The Regulatory Reality
In a creative context, an occasional AI error is a minor inconvenience. In a retail bank, the same error applied to a mortgage application or a payment instruction can result in a significant regulatory breach, financial loss, and reputational damage.
The underlying challenge is straightforward. AI language models do not always produce the same output from the same input. This makes it impossible to guarantee safe behaviour through configuration or instruction alone. Financial regulators, including bodies such as APRA and the SEC, require organisations to demonstrate clear, auditable explanations for every decision an AI system makes. A standalone AI model cannot provide this by design.
Building a System You Can Audit
The response is to surround the AI with a layer of structured, rule-based controls that it cannot bypass. This research explores four components of that approach.
A second AI to check the first. Rather than allowing a single AI agent to act on its own judgement, a second independent agent reviews every proposed action before it is executed. Both must agree before anything happens. This mirrors the four-eyes principle already common in financial services risk management.
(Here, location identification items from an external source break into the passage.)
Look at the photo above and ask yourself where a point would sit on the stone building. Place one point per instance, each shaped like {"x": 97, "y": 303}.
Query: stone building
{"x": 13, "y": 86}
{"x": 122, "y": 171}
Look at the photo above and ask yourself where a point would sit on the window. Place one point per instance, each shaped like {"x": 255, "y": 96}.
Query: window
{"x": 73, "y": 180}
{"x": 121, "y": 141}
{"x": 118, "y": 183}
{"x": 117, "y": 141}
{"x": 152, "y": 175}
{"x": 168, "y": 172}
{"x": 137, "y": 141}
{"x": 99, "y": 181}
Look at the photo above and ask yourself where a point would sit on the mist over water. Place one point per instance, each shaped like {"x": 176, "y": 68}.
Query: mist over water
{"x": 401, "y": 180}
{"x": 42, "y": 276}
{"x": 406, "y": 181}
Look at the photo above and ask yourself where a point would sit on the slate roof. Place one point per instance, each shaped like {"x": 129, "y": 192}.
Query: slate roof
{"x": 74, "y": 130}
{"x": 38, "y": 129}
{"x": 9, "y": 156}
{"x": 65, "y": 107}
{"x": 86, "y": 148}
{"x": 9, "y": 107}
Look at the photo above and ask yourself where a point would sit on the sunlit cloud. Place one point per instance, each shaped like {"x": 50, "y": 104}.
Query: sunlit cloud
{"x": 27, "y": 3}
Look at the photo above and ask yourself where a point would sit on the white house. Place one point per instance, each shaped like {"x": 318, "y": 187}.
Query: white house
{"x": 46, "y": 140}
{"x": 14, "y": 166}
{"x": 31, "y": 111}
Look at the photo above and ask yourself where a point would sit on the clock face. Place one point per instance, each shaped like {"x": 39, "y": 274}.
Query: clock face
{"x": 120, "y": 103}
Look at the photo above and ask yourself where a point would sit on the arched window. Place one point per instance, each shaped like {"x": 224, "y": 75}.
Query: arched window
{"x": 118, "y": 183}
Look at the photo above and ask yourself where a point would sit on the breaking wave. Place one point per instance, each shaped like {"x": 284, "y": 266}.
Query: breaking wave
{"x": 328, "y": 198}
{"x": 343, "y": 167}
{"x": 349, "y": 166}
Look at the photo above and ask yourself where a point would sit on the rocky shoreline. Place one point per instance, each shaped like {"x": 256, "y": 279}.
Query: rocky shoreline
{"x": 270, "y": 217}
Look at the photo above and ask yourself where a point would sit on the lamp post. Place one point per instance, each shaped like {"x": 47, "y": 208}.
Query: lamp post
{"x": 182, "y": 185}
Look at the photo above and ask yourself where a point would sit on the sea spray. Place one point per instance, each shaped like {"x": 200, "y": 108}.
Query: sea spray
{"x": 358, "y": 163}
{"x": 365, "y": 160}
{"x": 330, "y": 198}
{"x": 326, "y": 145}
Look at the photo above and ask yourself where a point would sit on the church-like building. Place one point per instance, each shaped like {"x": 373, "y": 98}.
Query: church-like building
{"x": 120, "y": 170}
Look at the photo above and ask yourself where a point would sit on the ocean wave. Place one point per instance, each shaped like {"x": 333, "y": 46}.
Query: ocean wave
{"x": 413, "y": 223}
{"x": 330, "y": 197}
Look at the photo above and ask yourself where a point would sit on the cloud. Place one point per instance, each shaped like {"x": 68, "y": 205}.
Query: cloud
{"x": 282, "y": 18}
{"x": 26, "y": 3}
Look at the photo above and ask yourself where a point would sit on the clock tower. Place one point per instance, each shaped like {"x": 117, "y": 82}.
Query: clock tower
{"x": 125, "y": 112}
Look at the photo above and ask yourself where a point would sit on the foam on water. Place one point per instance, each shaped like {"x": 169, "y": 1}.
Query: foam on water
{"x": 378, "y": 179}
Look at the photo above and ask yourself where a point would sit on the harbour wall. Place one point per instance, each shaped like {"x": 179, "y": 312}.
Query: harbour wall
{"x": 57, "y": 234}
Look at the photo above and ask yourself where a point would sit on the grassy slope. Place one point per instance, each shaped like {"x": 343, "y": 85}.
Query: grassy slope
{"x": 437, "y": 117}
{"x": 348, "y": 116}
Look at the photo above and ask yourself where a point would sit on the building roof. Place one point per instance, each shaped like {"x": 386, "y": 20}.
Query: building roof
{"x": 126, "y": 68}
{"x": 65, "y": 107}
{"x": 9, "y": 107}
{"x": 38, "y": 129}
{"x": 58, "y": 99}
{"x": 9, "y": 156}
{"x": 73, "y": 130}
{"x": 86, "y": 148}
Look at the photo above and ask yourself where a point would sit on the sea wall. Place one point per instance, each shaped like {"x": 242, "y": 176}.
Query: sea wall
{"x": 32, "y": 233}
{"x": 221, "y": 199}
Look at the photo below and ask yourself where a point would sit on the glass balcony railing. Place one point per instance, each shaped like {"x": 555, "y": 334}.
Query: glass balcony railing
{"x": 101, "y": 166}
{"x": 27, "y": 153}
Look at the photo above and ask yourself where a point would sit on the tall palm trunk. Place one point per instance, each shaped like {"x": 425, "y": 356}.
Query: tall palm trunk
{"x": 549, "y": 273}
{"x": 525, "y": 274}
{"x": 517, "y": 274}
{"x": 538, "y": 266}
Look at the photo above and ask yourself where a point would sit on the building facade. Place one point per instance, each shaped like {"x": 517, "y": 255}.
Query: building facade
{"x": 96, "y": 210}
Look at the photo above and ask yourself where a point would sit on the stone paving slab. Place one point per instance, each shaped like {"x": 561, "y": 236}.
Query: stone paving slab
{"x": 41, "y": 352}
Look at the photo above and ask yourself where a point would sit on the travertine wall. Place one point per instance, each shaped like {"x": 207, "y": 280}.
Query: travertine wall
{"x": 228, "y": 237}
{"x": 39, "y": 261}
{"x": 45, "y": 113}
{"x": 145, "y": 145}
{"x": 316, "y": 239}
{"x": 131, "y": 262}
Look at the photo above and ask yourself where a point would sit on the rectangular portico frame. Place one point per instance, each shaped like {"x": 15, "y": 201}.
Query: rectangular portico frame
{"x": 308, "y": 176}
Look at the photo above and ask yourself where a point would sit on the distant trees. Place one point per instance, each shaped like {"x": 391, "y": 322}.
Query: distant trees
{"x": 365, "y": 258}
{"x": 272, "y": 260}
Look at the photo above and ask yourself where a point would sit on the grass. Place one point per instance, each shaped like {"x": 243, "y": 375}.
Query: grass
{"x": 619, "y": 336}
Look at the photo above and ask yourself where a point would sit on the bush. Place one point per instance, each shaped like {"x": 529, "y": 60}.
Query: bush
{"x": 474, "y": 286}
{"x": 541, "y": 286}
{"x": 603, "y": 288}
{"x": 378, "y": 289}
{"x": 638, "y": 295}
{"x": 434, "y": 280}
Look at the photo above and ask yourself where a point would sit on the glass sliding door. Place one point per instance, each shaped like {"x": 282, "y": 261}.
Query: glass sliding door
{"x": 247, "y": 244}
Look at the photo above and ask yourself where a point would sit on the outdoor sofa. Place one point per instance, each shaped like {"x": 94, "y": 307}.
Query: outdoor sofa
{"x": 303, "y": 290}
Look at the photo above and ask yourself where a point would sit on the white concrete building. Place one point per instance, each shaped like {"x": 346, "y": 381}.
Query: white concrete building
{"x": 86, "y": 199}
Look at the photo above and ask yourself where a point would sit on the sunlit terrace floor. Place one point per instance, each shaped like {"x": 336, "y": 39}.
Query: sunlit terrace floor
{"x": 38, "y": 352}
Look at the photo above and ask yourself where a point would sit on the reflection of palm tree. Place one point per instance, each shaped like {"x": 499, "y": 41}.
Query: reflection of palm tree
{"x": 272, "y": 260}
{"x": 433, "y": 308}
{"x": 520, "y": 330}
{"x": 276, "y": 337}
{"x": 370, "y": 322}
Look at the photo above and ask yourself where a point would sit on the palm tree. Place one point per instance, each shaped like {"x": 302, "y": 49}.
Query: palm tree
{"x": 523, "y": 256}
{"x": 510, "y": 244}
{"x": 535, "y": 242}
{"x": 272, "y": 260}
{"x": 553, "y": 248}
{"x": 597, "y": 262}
Governance rules built into the reviewer. The reviewing agent operates according to a precise set of regulatory requirements and business rules. Its sole function is to assess whether the first agent's proposed action is compliant, and to block it if not. It has no other purpose.
A final rule-based checkpoint. Before any AI-approved instruction reaches a core system such as a payment ledger, it passes through conventional business logic and strict data validation. This checkpoint operates independently of the AI entirely, providing a deterministic safety net that cannot be influenced by either agent.
A tamper-proof record of every decision. Every action, approval, and rejection is recorded in a log that cannot be altered after the fact. This gives auditors a clear, verifiable answer to the question regulators will always ask: why did the system do this, and who authorised it?